Gressel compared the situation to the escalation of far-right activity, including frequent arson attacks, in the early 1990s following an influx of migrants from the Balkans.

He said he believed that some of von der Leyen’s criticism was valid in that superiors did not appear to have taken sufficient action once the officer’s political views were known. But based on his dealings with the Bundeswehr, he believed the problem did not reflect a broader culture across the German military and was limited to small pockets of extremists, as can be found in other militaries.

“You can see similar things with post-Soviet security forces — whether you go to Russia, to Belarus, or even Ukraine — there are affinities toward Stalinist glorification.”

The Bundeswehr has been struggling to recruit adequate manpower since a policy of compulsory military service was dropped in 2011. Since then, there’s been concern about the profile of people drawn to military service.
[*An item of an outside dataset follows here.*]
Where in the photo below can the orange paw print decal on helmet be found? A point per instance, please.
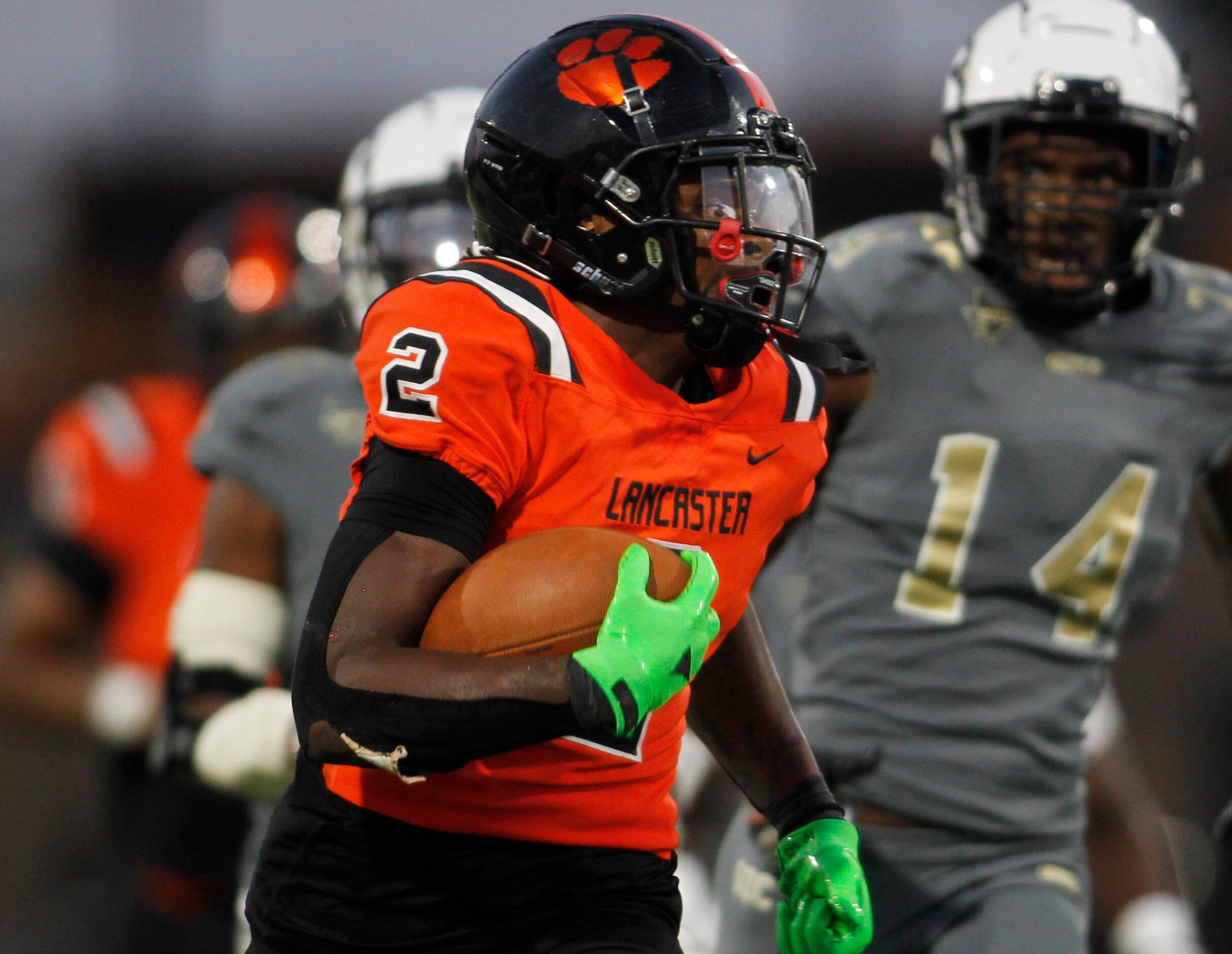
(591, 76)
Gressel said there were ideological factors that could draw people with far-right political views to the military, which had an ethos of deep patriotism and a strictly authoritarian structure.

He noted similar concerns about far-right sympathizers among the country’s police force, with police announcing last year they were investigating into their own ranks for members of the Reichsbürger movement ­— a fringe and increasingly violent right-wing movement that rejects the legitimacy of the Federal Republic of Germany and holds that the German Reich continues to exist according to its 1937 borders. German officials are increasingly concerned about the radicalization of the movement following the fatal shooting of a police officer by a Reichsbürger in October.

The Bundeswehr plot comes after last month’s bomb attack targeting the football club Borussia Dortmund’s team bus, which also involved misleading authorities to implicate Islamist terrorists. Police initially suspected an Islamist motive after letters were found at the scene referencing the caliphate, but they later arrested a speculator who they say had hoped to profit from the bombing if it drove down the price of shares in the team.